Wanni would you mind including all import statements to your function above? 'import git' is clear, but where does 'request' and 'app' come from?
Can this exist in the same webapp that is supposed to update?
@aadibajpai yes, the piece of python code above is located in the same file (flask_app.py) that runs my flask server/back-end.
@Wanni how does it reload?
Okay, I looked into it—if you add a post-merge hook to touch the wsgi file then the webapp will reload if the pull goes successful :)
4

You could consider:

If you want to develop only on pythonanywhere, you would need to generate an SSH key, and add the public one to your GitHub account, as suggested in "How to get your code in and out of PythonAnywhere".

4 Comments

What would I need to do after I add the SSH key to GitHub?
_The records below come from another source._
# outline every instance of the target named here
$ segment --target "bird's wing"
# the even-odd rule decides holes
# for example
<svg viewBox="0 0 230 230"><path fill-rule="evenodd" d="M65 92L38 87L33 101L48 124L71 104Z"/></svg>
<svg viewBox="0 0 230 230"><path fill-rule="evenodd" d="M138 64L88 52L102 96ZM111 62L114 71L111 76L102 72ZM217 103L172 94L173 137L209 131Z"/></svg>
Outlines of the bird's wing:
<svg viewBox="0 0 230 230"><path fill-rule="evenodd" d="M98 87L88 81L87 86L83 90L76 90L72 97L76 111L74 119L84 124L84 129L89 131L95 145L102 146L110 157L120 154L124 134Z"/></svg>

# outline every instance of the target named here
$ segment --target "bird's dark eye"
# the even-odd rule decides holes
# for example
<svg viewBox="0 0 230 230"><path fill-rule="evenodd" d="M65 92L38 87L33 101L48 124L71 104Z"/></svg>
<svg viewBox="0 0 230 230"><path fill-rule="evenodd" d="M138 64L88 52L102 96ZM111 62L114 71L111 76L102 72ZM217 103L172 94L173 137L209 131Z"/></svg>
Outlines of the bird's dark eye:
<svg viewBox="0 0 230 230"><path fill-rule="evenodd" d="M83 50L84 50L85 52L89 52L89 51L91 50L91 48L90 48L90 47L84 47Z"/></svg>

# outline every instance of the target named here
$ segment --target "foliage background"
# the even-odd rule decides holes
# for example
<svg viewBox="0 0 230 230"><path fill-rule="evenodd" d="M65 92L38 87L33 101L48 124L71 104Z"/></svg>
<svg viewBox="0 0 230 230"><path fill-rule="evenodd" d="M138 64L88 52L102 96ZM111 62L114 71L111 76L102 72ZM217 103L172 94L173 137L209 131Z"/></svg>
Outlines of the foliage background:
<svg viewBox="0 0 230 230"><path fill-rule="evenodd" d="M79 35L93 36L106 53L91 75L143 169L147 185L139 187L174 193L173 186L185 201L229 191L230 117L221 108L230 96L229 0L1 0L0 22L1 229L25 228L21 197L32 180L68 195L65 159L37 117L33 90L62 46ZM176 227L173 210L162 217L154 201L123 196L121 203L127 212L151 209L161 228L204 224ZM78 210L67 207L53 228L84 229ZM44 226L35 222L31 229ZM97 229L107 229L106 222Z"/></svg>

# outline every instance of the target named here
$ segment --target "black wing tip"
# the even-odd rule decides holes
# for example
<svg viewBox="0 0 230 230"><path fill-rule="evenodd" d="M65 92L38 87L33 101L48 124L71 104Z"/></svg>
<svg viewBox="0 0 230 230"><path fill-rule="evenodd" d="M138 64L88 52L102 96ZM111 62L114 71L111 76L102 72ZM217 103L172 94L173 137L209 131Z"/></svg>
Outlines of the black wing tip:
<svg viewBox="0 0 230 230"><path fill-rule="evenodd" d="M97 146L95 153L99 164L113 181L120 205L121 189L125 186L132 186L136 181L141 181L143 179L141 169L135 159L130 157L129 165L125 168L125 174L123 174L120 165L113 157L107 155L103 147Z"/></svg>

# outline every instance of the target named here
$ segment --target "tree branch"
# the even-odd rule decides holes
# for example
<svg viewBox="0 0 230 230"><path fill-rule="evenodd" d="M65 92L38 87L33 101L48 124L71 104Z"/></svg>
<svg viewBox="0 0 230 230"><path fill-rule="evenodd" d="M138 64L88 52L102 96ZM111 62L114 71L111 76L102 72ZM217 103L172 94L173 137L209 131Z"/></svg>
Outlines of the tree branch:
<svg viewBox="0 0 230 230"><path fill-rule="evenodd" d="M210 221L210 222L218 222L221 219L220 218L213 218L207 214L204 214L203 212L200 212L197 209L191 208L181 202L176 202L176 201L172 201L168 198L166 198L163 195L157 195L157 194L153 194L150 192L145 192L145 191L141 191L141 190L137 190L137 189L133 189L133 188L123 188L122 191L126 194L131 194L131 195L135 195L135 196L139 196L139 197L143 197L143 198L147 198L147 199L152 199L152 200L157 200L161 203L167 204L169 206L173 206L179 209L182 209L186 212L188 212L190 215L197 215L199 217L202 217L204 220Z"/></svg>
Is the idea that GitHub updates from PA?
@aadibajpai Yes, you could push from PA to GitHub.
that wouldn't be automated though as mentioned in OP's question.
@aadibajpai I suppose not, but the question is about automating the propagation of GitHub changes to PA, not the reverse.
1

For Django:

first you need to install gitpython: pip install gitpython

update views.py:

from django.http import HttpResponse
from git import Repo # 
from django.views.decorators.csrf import csrf_exempt

@csrf_exempt
def webhook(request):
    if request.method == 'POST':
        repo = Repo('./django-schools')
        git = repo.git
        git.checkout('master')
        git.pull()
        return HttpResponse('pulled_success')
    return HttpResponse('get_request', status=400)

1 Comment

This is the closest solution I found, however, I'm getting the following error: "git.exc.GitCommandError: Cmd('git') failed due to: exit code(128) cmdline: git checkout master stderr: 'fatal: This operation must be run in a work tree' ". After looking into this it seems the solution is "Create another repository elsewhere, add a file in that repository and, push it to the bare repository." It makes little sense as to why I need to create another repository.